Une trentaine d'agriculteurs normands se sont rassemblés ce lundi 18 novembre 2024 devant la préfecture de Caen pour dénoncer l'accord de libre-échange du Mercosur ainsi que leurs conditions de travail de plus en plus difficiles.
Ils étaient une petite trentaine d'agriculteurs rassemblés devant la préfecture de Caen, ce lundi 18 novembre à midi. Accompagnés de quelques tracteurs et de banderoles revendicatives, ils ont répondu à l'appel de la fédération départementale des syndicats d’exploitants agricoles (FDSEA) et des Jeunes agriculteurs du département.
Si l'ambiance n'est pas à l'agressivité, du moins pour le moment préviennent-ils, l'exaspération se fait fortement sentir parmi les exploitants.
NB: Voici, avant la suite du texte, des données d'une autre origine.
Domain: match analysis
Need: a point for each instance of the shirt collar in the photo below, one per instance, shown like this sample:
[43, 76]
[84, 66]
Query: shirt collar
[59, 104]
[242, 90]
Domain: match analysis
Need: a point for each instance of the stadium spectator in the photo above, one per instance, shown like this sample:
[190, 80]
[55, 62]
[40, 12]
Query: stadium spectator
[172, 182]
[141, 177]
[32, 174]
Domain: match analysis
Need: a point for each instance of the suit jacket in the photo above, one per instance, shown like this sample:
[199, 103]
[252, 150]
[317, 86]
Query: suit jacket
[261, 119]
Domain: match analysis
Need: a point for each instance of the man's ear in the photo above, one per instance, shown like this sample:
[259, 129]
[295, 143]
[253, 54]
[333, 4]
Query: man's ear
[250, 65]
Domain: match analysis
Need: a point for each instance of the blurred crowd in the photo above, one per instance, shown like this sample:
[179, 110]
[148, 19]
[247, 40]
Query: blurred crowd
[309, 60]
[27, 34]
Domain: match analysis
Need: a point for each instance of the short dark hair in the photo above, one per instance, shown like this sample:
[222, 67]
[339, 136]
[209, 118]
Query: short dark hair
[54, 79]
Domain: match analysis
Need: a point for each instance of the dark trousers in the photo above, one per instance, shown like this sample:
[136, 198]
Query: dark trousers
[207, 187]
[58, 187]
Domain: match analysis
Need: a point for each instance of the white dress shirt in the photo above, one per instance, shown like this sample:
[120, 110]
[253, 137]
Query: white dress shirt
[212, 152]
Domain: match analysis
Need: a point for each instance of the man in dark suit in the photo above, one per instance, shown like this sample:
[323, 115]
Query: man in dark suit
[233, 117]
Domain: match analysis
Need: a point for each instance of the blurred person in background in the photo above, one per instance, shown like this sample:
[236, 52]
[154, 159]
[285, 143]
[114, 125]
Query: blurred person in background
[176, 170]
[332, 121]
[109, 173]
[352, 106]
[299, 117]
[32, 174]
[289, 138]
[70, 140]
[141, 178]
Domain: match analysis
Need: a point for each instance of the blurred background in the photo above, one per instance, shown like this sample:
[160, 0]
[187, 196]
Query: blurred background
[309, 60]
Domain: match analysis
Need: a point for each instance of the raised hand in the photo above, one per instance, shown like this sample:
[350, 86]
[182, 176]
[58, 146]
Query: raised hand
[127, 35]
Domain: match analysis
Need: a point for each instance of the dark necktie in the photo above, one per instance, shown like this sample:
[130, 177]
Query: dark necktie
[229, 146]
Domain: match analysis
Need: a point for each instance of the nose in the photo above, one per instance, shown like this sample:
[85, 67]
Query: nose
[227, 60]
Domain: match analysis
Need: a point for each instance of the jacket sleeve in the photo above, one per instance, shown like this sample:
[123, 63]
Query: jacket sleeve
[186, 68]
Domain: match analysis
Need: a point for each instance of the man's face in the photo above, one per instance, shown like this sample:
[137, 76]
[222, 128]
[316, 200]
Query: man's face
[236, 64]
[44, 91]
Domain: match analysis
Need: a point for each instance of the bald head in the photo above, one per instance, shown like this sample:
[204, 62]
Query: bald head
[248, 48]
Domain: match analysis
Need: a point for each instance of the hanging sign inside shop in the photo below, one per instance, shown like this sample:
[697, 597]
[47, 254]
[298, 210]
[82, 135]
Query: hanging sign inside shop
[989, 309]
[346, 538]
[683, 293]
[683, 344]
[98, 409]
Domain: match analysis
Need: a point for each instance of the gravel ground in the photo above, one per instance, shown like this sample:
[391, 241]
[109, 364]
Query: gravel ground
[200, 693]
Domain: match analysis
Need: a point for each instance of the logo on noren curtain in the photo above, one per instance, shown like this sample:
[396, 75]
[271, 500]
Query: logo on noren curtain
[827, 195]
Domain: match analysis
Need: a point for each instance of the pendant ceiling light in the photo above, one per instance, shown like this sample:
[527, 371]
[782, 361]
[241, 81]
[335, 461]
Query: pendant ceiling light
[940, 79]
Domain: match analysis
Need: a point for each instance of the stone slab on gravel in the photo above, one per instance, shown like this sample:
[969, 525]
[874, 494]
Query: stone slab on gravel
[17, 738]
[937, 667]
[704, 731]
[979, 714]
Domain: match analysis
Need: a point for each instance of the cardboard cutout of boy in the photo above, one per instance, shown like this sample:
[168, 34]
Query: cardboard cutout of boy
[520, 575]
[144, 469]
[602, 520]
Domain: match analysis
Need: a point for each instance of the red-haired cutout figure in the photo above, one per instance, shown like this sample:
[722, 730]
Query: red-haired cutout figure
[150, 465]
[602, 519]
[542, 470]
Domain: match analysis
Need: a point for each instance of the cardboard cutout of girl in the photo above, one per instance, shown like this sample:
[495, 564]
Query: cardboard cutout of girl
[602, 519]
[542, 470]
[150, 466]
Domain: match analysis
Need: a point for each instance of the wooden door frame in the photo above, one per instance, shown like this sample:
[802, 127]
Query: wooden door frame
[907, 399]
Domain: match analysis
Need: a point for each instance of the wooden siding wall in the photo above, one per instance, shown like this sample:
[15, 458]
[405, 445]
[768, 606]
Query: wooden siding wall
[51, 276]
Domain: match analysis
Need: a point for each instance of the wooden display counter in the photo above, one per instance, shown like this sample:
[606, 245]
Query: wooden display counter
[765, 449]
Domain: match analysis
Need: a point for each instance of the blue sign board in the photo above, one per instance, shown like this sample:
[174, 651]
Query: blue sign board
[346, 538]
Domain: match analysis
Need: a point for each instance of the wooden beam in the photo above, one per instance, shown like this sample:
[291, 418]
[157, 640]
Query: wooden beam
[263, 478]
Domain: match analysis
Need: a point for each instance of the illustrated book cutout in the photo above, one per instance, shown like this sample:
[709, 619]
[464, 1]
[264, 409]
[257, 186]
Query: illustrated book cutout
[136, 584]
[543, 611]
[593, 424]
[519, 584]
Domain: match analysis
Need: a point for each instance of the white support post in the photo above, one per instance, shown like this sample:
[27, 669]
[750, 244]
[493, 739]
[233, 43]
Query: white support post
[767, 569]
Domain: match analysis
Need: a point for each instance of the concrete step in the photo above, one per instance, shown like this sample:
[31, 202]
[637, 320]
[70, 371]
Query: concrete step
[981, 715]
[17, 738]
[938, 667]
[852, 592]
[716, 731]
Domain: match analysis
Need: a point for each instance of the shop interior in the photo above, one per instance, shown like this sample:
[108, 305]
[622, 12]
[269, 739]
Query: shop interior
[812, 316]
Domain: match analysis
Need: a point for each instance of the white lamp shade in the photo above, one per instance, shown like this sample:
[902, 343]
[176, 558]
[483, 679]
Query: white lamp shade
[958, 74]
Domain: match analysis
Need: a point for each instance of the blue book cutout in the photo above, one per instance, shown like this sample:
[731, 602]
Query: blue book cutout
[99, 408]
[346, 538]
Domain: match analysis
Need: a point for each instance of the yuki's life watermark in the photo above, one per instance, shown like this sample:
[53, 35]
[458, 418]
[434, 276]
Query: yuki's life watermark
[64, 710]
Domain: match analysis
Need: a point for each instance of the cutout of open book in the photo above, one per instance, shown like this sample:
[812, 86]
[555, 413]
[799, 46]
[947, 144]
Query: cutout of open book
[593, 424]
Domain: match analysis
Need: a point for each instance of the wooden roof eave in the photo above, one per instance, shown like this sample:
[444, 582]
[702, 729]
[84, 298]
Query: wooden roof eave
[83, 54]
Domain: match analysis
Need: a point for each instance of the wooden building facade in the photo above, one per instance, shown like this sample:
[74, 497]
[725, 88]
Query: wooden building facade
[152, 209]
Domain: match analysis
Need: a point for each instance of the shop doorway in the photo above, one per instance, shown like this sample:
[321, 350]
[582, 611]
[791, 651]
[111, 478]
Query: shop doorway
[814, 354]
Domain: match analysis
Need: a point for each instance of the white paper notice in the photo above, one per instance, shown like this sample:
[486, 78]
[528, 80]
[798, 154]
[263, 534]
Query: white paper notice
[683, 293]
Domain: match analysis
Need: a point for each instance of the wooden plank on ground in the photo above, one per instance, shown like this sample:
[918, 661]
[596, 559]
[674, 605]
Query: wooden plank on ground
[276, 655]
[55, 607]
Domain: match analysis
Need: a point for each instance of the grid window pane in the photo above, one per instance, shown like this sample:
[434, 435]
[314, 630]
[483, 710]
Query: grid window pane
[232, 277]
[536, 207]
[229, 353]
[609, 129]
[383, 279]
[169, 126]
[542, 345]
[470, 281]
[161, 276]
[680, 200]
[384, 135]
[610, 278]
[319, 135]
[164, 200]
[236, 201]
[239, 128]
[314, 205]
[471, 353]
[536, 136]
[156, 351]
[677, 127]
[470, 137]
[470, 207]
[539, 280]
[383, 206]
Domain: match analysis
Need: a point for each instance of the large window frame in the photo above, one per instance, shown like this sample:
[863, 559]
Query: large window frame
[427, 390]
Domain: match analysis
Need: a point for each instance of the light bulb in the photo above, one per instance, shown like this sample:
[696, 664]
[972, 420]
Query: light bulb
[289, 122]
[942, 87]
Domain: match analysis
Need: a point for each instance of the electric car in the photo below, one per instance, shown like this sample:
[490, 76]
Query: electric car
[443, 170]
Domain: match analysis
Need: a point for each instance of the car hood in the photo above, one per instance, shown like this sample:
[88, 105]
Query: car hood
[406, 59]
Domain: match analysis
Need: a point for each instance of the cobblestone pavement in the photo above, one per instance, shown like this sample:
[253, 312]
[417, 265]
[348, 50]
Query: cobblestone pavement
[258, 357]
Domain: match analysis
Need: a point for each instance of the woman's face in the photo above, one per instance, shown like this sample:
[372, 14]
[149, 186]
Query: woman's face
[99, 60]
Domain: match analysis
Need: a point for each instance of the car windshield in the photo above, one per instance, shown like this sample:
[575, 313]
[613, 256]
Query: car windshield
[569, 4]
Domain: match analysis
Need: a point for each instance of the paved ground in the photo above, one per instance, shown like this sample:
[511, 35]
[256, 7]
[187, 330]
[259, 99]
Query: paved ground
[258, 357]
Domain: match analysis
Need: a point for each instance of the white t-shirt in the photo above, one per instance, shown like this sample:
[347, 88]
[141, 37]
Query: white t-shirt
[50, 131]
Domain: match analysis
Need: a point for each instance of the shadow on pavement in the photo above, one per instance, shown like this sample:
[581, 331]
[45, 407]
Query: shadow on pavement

La majorité d'entre eux était déjà mobilisée lors des blocages il y a un an et tous regrettent le manque de solutions apportées depuis.
Nous avons tendu notre micro à deux agriculteurs présents, voici leurs témoignages :
Voir cette publication sur Instagram
"En dix mois, la situation n'a pas bougé d’un centimètre", s'impatiente l'éleveur et céréalier Nicolas Langin, président des jeunes agriculteurs de Pont-L’évêque (Calvados). "Au printemps, on avait des revendications sur la loi Egalim, le gasoil pour les non-routiers, la simplification administrative... beaucoup de ces choses-là n’ont pas bougé".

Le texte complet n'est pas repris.